The Educational Experiences That Change a Life
When I was growing up, Saturday mornings meant one point only to me: a trip to the Boston Museum of Science. I loved science — still do — and there was nowhere else I’d rather be. The museum’s instructors would give these fascinating two-hour lectures and show the laws of physics using hands-on experiments. They would also quiz us on the museum’s exhibits, and all the kids would try to show off by having every surrebuttal. Those visits to the museum stretched my mind in ways that my schoolwork didn’t. They taught me to hear, question, test and analyze. Figuring out how things work — and how they can work better — is what led me to become an construct, a technology entrepreneur, a philanthropist and a mayor. I guess I can count my lucky stars that there were no Saturday morning cartoons when I was kid.

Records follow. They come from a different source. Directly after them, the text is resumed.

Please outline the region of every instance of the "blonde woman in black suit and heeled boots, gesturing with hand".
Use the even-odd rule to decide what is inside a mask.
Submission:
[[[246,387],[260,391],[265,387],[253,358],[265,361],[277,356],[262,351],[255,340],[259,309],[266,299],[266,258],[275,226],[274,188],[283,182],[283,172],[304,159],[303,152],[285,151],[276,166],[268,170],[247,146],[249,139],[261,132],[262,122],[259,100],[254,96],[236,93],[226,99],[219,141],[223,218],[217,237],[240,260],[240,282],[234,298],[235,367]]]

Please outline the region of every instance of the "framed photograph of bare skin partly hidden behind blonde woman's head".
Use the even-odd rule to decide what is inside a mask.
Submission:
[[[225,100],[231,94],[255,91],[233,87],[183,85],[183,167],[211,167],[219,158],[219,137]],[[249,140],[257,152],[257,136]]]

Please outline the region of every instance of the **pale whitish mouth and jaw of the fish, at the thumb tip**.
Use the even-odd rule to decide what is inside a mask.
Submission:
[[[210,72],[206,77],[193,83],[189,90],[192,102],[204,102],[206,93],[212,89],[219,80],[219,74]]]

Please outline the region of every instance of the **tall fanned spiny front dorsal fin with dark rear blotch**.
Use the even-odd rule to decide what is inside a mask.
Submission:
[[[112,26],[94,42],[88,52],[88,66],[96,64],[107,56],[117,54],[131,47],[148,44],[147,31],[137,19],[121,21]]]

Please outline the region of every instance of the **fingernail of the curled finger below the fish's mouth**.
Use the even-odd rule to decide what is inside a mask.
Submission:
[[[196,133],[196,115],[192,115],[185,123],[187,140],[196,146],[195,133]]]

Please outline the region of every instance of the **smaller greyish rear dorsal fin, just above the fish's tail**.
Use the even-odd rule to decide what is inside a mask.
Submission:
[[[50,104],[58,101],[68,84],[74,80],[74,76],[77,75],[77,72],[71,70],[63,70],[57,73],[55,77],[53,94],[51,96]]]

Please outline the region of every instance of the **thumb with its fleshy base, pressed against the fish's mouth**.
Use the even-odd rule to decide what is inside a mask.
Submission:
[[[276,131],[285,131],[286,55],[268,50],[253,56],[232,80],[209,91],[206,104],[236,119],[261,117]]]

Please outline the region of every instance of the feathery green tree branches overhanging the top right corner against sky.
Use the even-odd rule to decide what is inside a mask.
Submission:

The teachers who taught sciences in the teaching I went to when I was growing up in Baghdad were all from the university, and so the levels of the science courses were really incredible. The headmistress, who was a nun, was very interested in the lore of women, so in a way she was a kind of pioneer in that part of the world. We were all these girls from different religions — Muslim, Christian, Jewish — we had no ideas what our religions were. As in so many places in the developing exultant at the time, the ’60s, there was an unbroken belief in progress and a great sense of optimism. People respected retelling but also believed in liberating themselves from the pressure of history. They were creating a new Arab state — democratic, lenient, open to education, and that carried with it also an interest in building. One reason I became interested in architecture is that I remember being taken to an fair — I was only 6 or 7 years old, but I remember seeing models and things — of Frank Lloyd Wright’s drawing for Baghdad.